The diaphragm is an essential mammalian skeletal muscle, as it is vital for respiration and serves as a barrier between the thoracic and abdominal cavities. Development of the diaphragm requires the integration of multiple tissues that derive from several embryonic sources. Defects in diaphragm development are the cause of congenital diaphragmatic hernias (CDHs), a common birth defect (1:3000 births) that results in severe morbidity and 50% mortality. Given the diaphragm's functional importance and the frequency and severity of CDH, an understanding of diaphragm development normally and during herniation is critical. Recently, using mouse genetics, we definitively established that the pleuroperitoneal folds, transient embryonic structures, and the muscle connective tissue fibroblasts derived from them critically regulate development of the diaphragm muscle (Merrell et al. 2015). Furthermore, we showed that mutations in these fibroblasts cause CDH. However, the molecular signals from the fibroblasts that regulate muscle development normally and are defective in CDH are not yet known. Based on preliminary studies, we hypothesize that connective tissue fibroblasts are an important source of secreted signals that recruit muscle progenitors into the developing diaphragm; regulate muscle morphogenesis; and are mis-regulated in CDH. In addition, our mouse studies (Merrell et al. 2015) suggest the novel hypothesis that somatic mosaic mutations in connective tissue fibroblasts are critical for the etiology of CDH – a hypothesis that may explain the genetic complexity and phenotypic variability of CDH. We propose to use mouse genetic studies and CDH patient samples to test these hypotheses. Our research will elucidate the genetic, molecular, and cellular mechanisms regulating the development of the diaphragm and CDH and provide important insights into potential therapeutic targets to treat CDH.
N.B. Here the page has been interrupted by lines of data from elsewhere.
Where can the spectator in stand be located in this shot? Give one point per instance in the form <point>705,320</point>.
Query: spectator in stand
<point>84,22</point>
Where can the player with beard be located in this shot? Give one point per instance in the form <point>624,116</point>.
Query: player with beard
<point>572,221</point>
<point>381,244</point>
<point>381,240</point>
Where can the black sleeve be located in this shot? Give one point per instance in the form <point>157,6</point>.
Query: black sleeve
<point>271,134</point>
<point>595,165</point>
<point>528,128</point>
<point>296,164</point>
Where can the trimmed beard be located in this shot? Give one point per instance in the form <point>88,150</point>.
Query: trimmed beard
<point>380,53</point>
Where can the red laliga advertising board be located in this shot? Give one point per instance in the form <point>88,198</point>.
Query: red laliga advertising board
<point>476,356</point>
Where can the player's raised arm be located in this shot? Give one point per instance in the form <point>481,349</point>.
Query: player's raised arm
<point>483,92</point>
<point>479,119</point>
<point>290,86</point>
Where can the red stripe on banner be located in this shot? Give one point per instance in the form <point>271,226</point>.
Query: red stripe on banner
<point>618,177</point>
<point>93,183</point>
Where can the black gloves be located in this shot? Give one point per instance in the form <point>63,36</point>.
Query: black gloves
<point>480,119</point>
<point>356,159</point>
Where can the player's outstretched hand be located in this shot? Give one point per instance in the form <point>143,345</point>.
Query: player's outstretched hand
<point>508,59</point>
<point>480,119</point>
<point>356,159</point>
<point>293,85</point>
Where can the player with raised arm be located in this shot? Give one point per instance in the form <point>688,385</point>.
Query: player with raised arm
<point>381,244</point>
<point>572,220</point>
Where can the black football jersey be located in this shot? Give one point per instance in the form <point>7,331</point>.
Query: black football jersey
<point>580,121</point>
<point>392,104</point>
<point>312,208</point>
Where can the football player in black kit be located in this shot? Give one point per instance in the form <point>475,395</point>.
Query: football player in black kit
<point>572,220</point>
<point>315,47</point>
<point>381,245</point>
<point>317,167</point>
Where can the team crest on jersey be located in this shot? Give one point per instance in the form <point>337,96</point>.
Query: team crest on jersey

横膈膜是哺乳动物必不可少的骨骼肌，因为它对呼吸至关重要，并充当屏障 在胸腔和腹腔之间隔膜的开发需要集成 从几个胚胎来源获得的多种组织。横膈膜发育缺陷是导致 先天性腹股沟疝（CDHs）是一种常见的出生缺陷（1：3000出生）， 发病率和50%的死亡率。鉴于横膈膜的功能重要性以及 CDH，了解隔膜的正常发展和在疝是至关重要的。近日，利用 小鼠遗传学，我们明确地建立了胸膜腹膜褶皱，短暂的胚胎结构， 从它们衍生的肌肉结缔组织成纤维细胞关键地调节隔膜的发育 肌肉（Merrell等人，2015）。此外，我们发现这些成纤维细胞中的突变导致CDH。然而，在这方面， 来自成纤维细胞的分子信号，其正常调节肌肉发育并且在CDH中有缺陷 目前还不清楚。基于初步的研究，我们假设结缔组织成纤维细胞是一种 将肌肉祖细胞招募到发育中的横膈膜中的分泌信号的重要来源;调节 肌肉形态发生;并且在CDH中被错误调节。此外，我们的小鼠研究（Merrell et al. 2015） 提出了一种新的假设，即结缔组织成纤维细胞中的体细胞嵌合突变对结缔组织的形成至关重要。 CDH的病因学-一种可以解释CDH的遗传复杂性和表型变异性的假说。我们 建议使用小鼠遗传学研究和CDH患者样本来验证这些假设。我们的研究将 阐明调节横膈膜发育的遗传、分子和细胞机制， CDH，并提供了重要的见解，潜在的治疗靶点，以治疗CDH。